The liberals were hoping to provide city staff some leverage in implementing the plan by giving the word “encourage” a bit more bite, putting the burden on developers to prove why they should be allowed to deviate from the plan when conditions warranted.
In the end, Mayor Maureen Kirk sided with the conservatives to maintain the status quo, which means city staff is still responsible for proving why the developers’ plans don’t fit the spirit of the General Plan.
Recent developments, particularly the recently approved Brentwood Estates in north Chico, have been criticized as the type of growth the General Plan was designed to eliminate, subdivisions whose models did not take into account how they fit into the region and affected such things as traffic flow.
More than 60 policies of the General Plan, which is a guide for developers and the subdivision plans they bring to the city for approval, begin with the word “encourage” or “discourage.” City staff uses the policies to set guidelines for how the city should develop.
Jarvis said she wanted to undo the damage that former Mayor Rick Keene had inflicted on the plan six years ago when he led a series of meetings to amend or alter parts of the plan local developers found objectionable.
The meetings were supposed to implement the plan, adopted in 1994, but instead rearranged and redefined parts of the plan and in the end removed, in the words of one former councilmember, “the plan’s teeth.”
Councilmember Dan Herbert warned that the Jarvis’ real intentions were to give city staff power to mandate to developers how their projects should be built and flies in the face of free enterprise.
“Does this mean the end of cul-de-sacs in Chico?” he asked.
The conservatives think the market—what people are willing to buy—should dictate how subdivisions are constructed.
“It seems to me like Chico still enjoys cul-de-sacs,” Herbert said.
The words in question were added during the political battle to adopt the plan, making it more flexible.
The example used in the staff report quoted a guiding policy on traffic circulation that said the plan would “Encourage a fine-grained and integrated pattern of streets that provides continuity, focus, diversity, and a human scale.”
Senior Planner Tom Hayes explained the General Plan’s goal is to build “neighborhoods, not just subdivisions—to take in the bigger picture.”
Kim Seidler, the city’s planning director, told the council that, as currently interpreted, the word encourage “does not achieve the kind of balance we want.”
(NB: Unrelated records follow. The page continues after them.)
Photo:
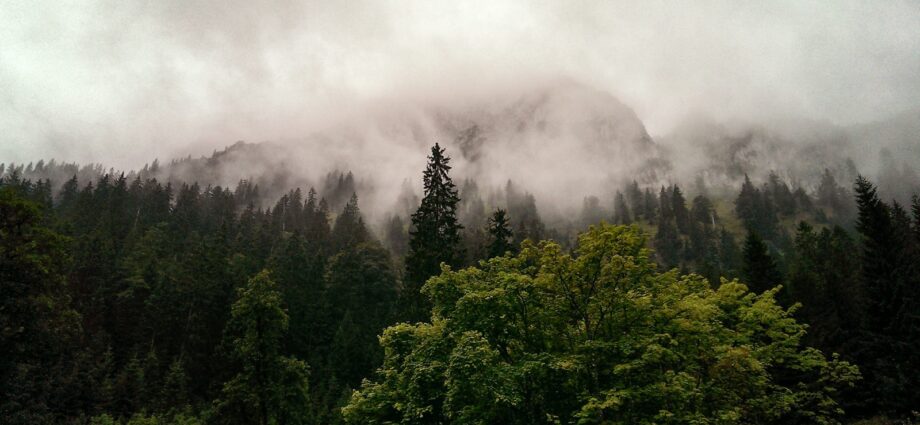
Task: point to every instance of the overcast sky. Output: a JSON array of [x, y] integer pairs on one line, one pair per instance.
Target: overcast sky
[[122, 82]]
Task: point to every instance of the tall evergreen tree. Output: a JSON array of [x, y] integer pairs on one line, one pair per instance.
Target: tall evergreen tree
[[889, 282], [758, 268], [268, 388], [500, 233], [621, 210], [435, 234], [349, 229], [679, 208]]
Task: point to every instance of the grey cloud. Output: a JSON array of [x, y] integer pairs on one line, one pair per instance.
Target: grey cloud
[[124, 82]]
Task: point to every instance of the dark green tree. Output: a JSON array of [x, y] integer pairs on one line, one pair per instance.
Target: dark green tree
[[500, 234], [435, 234], [37, 323], [268, 388], [758, 268]]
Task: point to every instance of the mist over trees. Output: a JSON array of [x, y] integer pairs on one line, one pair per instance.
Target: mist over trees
[[130, 300]]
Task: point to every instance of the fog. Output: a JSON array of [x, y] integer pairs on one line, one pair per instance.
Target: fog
[[557, 94]]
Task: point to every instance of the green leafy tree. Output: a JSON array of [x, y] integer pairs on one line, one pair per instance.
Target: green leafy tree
[[597, 336]]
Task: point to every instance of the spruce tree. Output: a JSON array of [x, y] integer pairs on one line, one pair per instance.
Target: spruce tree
[[268, 387], [500, 233], [349, 229], [758, 268], [435, 234], [621, 210], [679, 208]]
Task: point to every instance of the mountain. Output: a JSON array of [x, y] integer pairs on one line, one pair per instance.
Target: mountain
[[561, 141]]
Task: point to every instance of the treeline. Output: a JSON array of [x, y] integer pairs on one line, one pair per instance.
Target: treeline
[[130, 300]]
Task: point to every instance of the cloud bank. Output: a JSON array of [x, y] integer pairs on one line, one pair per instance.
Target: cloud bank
[[125, 82]]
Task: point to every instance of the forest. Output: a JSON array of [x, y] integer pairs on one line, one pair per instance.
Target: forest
[[132, 300]]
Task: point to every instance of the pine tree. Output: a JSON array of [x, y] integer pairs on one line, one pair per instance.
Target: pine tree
[[679, 208], [268, 387], [349, 229], [758, 269], [435, 234], [889, 282], [500, 233], [650, 206], [667, 243], [621, 210], [634, 196]]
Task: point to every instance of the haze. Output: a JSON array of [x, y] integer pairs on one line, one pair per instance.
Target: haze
[[122, 83]]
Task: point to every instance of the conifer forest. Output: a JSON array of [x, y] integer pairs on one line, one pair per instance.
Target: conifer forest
[[507, 213]]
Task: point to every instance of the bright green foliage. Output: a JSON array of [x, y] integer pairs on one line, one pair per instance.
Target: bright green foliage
[[269, 388], [597, 336]]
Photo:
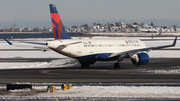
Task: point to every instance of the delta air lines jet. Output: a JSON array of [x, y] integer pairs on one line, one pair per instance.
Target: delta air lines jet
[[88, 51]]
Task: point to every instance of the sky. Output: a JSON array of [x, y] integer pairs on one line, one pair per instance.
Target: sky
[[36, 13]]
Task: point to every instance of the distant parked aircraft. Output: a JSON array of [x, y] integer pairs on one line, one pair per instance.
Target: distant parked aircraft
[[147, 30], [88, 51]]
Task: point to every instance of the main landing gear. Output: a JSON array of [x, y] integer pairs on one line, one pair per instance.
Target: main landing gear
[[84, 65], [117, 66]]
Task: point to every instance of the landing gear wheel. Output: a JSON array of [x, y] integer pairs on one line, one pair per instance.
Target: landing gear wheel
[[87, 66], [82, 66], [117, 65]]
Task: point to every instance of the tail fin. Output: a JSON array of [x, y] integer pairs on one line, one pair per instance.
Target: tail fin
[[58, 27]]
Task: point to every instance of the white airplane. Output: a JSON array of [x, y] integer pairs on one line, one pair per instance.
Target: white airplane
[[88, 51]]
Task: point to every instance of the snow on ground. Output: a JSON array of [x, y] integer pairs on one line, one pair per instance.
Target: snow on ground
[[135, 34], [104, 91], [32, 65]]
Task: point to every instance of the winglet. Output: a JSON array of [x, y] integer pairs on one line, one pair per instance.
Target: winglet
[[174, 43], [7, 41]]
Councilmember Larry Wahl questioned the motive behind the agendized item and called it a “political twist.”
“Why not just use the word ‘mandate'?” he suggested.
Seidler answered, “We have a General Plan primarily because of political compromise.”
He said his hope was to show the council “where staff is coming from” when it comes to implementing the General Plan and negotiating with developers: “Our primary desire is to translate your desire to those developers.”
Councilmember Dan Nguyen-Tan held that this was not a case of “either/or” but rather of reinforcing the idea that developers must document why, in some cases, they should not have to follow the General Plan.
Herbert shot back, “Reinforcing the General Plan? How do you reinforce something that is general?”
Wahl, playing the devil’s advocate, suggested revisiting the plan and inserting words like “mandate and dictate.”
Councilmember Scott Gruendl, the only member of the council who sat on the task force that developed the General Plan, warned that doing so would “open up a long process.”
In the end the council voted 4-3 to maintain the current interpretation of the word “encourage,” which in essence means city staff will still be responsible for proving why developers’ plans run against the grain of the General Plan, rather than the developers having to explain why they should be allowed to bypass certain parts of the plan.
Judging by the faces of staff at the end of the meeting, their jobs have not gotten any easier.